Share

Berpura-pura Tegar

Tak terasa angkot yang di tumpangi oleh Nia telah berhenti tepat di depan rumahnya. Nia lantas turun dan membayar angkot tersebut. Nia harus mengambil Gea yang ia titipkan di tetangga samping rumahnya.

TOK!

TOK!

TOK!

"Kamu sudah pulang ternyata, saya kira siapa pake acara ketuk pintu segala," ucap bu Rani.

"Sudah Bu, terima kasih sudah menjaga Gea," ujar Nia.

"Sama-sama. Lagian Ibu itu seneng di titipin Gea, dia anaknya nggak rewel juga."

"Mata kamu bengkak seperti orang habis menangis, kenapa?" tanya bu Rani.

"Tidak apa-apa Bu, tadi hanya kelilipan debu saja," kilah Nia.

"Saya ambil Gea ya Bu, sekali lagi terima kasih sudah mau di titipkan Gea." Nia lantas berjalan meninggalkan rumah bu Rani dan menuju ke rumahnya. Rasa sesak di dadanya hingga saat ini masih terasa. Rasanya semua ini seperti mimpi di siang bolong, mimpi yang terasa sangat nyata dan membuatnya ingin segera terbangun.

Nia merogoh tas selempangnya untuk mengambil kunci, setelah itu ia membuka pintu tersebut. Ia lalu menuju ke kamar untuk menidurkan Gea karna terlihat anaknya telah mengantuk. Saat sedang menyusui Gea, lagi-lagi Nia teringat fakta yang menyakitkan tersebut, dimana perempuan yang bernama Riri atau adik madunya bergelayut di tangan sauminya. Semua kejadian tersebut berputar-putar di dalam fikirannya dan seperti enggan pergi.

Nia memandangi wajah polos Gea, air mata yang telah mengering kini kembali mengembun di sudut matanya dan hendak menetes jika sekali saja Nia berkedip.

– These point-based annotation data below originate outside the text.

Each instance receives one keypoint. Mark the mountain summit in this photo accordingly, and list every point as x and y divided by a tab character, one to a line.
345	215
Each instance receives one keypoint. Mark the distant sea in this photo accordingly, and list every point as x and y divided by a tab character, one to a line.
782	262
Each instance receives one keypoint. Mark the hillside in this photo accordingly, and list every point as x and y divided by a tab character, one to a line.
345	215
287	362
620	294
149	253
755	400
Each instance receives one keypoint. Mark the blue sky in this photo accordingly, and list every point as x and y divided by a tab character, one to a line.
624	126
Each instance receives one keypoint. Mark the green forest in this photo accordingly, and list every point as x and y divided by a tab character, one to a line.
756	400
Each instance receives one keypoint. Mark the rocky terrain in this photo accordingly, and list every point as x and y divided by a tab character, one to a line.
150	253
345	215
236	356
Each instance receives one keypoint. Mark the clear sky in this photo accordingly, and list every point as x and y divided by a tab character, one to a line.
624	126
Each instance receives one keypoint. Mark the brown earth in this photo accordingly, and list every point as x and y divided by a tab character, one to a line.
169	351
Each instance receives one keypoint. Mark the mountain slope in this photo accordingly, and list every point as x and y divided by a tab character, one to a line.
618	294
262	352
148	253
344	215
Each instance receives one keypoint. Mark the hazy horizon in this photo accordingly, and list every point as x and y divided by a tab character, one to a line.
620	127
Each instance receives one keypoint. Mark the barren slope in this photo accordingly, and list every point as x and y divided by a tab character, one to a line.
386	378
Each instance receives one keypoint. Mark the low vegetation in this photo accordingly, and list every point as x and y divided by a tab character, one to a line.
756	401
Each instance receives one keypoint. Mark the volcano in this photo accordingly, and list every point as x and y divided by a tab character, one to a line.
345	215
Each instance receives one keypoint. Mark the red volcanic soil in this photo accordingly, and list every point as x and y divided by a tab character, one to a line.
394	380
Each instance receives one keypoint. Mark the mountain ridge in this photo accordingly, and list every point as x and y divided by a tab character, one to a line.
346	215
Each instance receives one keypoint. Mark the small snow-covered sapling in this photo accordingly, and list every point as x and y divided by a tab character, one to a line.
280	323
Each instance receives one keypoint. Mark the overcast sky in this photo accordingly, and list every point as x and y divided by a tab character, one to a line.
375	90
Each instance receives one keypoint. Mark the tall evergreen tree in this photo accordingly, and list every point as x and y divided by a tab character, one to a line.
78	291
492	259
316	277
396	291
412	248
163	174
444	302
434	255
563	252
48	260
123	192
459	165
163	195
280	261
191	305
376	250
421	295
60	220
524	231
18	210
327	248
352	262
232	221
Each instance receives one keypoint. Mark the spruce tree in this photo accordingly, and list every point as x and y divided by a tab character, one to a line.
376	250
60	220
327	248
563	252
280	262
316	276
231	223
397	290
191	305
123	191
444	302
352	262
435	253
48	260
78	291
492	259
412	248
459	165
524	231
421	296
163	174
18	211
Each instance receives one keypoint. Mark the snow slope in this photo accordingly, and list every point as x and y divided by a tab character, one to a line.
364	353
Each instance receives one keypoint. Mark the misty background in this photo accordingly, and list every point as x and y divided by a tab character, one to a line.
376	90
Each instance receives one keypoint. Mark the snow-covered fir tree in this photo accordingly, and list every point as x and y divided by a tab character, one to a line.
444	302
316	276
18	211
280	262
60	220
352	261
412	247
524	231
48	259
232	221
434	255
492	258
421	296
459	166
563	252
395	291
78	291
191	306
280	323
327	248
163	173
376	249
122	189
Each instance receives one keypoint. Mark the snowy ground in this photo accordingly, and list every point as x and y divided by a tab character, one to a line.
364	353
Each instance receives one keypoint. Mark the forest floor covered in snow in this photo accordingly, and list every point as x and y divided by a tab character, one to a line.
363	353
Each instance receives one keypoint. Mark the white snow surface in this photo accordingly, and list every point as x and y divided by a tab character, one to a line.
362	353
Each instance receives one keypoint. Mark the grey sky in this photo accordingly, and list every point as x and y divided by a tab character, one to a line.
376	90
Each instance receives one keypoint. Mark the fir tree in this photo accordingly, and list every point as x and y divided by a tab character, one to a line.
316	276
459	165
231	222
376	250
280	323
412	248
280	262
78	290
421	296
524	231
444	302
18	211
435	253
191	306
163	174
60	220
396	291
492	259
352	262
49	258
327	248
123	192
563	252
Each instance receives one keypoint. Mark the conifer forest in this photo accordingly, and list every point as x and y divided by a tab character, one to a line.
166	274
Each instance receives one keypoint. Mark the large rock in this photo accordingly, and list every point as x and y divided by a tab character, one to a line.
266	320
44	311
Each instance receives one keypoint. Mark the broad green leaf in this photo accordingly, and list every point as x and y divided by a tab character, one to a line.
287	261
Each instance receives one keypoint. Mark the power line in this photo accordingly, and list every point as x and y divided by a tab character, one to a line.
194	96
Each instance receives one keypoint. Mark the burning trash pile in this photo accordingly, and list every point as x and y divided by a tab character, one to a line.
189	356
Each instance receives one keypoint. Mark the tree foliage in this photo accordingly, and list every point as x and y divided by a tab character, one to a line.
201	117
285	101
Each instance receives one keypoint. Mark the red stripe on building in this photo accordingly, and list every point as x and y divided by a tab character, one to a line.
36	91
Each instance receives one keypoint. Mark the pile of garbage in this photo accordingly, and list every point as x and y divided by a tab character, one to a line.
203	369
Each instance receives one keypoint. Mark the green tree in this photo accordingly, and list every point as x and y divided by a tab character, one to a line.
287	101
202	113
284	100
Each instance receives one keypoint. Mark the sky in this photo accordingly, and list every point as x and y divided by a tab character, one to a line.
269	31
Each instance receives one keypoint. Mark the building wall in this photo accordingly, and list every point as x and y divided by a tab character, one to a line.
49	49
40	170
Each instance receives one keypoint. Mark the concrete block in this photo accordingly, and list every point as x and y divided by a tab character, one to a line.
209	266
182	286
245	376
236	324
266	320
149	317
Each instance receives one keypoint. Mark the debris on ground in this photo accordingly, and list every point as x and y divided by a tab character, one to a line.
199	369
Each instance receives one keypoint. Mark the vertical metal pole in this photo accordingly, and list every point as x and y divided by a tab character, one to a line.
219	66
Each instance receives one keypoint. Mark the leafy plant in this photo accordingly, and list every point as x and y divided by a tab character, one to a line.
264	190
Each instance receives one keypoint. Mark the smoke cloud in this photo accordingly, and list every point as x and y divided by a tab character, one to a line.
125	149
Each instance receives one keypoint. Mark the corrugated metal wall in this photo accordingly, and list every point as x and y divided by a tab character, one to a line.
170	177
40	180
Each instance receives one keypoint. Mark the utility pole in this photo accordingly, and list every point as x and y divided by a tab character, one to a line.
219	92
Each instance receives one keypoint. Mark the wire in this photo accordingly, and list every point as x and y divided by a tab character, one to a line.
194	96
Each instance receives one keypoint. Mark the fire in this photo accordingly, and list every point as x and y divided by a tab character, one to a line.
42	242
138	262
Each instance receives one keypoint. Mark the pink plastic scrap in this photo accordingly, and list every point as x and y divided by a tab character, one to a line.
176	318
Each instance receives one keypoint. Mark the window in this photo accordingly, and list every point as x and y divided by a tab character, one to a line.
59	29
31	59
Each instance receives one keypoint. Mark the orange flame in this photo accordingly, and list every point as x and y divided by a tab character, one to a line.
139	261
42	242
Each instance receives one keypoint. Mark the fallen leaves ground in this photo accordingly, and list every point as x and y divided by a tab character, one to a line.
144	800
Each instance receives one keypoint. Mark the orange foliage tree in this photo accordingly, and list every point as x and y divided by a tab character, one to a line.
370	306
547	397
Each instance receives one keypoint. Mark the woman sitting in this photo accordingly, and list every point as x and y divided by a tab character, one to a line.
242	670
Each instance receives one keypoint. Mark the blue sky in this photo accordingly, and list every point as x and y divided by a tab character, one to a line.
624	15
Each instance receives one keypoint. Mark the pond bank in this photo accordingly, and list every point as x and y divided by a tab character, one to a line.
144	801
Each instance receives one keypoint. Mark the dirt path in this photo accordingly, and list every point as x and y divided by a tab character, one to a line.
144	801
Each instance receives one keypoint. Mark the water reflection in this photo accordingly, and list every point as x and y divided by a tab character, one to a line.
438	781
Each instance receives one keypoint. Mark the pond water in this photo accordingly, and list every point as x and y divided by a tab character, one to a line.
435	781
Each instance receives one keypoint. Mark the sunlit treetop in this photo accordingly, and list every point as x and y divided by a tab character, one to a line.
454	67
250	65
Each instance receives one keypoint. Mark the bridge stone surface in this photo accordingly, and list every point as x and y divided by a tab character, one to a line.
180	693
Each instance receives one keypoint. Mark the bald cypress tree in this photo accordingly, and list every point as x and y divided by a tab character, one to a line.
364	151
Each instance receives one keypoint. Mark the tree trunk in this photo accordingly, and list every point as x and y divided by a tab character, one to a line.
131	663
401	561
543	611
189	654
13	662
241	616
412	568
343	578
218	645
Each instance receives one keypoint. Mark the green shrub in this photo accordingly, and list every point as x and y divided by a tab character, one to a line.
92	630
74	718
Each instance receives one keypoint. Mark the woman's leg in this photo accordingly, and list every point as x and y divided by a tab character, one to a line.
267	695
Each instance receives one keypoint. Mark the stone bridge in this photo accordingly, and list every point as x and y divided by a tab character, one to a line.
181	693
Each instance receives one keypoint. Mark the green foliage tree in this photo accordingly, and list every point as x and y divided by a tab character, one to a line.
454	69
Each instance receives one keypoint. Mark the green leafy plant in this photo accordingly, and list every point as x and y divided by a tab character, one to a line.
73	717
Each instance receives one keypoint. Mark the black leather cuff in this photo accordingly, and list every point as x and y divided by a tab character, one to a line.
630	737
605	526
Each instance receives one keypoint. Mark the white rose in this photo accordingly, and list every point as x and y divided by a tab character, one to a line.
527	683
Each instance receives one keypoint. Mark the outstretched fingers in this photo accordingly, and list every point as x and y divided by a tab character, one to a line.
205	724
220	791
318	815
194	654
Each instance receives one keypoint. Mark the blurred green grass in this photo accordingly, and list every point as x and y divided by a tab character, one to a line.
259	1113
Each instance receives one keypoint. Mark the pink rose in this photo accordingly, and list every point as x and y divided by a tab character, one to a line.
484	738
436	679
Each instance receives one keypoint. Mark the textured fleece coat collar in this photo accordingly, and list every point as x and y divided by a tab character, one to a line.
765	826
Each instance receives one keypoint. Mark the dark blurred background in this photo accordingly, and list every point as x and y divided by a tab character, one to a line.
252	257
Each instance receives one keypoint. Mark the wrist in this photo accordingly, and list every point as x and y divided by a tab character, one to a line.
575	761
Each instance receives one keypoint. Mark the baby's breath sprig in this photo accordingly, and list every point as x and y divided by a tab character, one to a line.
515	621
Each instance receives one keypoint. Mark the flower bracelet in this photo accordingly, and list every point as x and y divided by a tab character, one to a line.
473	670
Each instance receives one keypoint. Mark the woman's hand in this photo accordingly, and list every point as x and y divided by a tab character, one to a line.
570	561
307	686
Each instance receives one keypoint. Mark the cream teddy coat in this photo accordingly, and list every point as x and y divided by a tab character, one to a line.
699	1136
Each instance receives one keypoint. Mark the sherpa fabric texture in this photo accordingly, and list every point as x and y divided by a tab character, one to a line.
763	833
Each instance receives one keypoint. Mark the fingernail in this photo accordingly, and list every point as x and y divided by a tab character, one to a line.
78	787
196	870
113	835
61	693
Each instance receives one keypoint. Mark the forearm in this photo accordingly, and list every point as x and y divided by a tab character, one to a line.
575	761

Nia termenung memikirkan langkah apa yang harus dirinya ambil untuk kedepannya, hinaan yang di lontarkan oleh ibu mertuanya membuat Nia berfikir agar dirinya bisa menghasilkan uang sendiri tanpa harus meninggalkan Gea.

Terlalu lelah menangis membuat Nia dengan cepat terlelap dan larut ke dalam dunia mimpinya yang indah. 

**

Nia terbangun dengan kondisi rumah yang terlihat sangat gelap. Nia meraba-raba letak tas yang dirinya simpan saat sebelum tertidur. Setelah mendapatkan, Nia lantas mengambil ponselnya di dalam tas dan menyalakan senter. Dengan menggendong Gea, Nia melangkah secara perlahan lalu menghidupkan satu persatu saklar listrik hingga kini rumah yang awalnya terlihat sangat gelap menjadi terang kembali.

Sejenak Nia melupakan masalah yang sedang menimpa dirinya, Nia melakukan aktivitas seperti biasa dan terlihat tidak ada beban yang sedang di tanggung. Nia memasak di temani oleh Gea, Nia tersenyum mendengar celotehan Gea dan berbagai pertanyaan dari Gea setiap melihat sesuatu yang asing di mata putrinya tersebut.

Setelah selesai memasak Nia menghidangkan makanan tersebut di meja makan, walaupun hanya dengan lauk sayur bening dan sepotong tempe, tetapi tetap membuat Nia bersyukur sebab dirinya dan Gea tak harus menahan lapar.

"Pa... Pa," celoteh Gea dengan mulut penuh makanan.

"Gea kangen Papa?" tanya Nia dengan suara yang begitu lembut walaupun kini hatinya sudah merasa sesak kembali saat di ingatkan oleh panggilan papa yang di ucapkan oleh Gea.

Gea mengangguk-anggukan kepalanya, melihat tingkah menggemaskan putrinya membuat Nia tersenyum. Kini Gealah yang menjadi kekuatan untuk Nia menjadi kuat, entah apa yang akan Nia lakukan andai jika Gea tak ada di sisinya seperti saat ini.

Saat sedang bercanda riang di meja makan, kedatangan seseorang yang telah menggoreskan luka di hati Nia, membuat Nia menjadi diam tak bersemangat. Nia tetap mencoba tegar di hadapan Edi walaupun nyatanya hal tersebut sangatlah susah untuk di lakukan oleh Nia.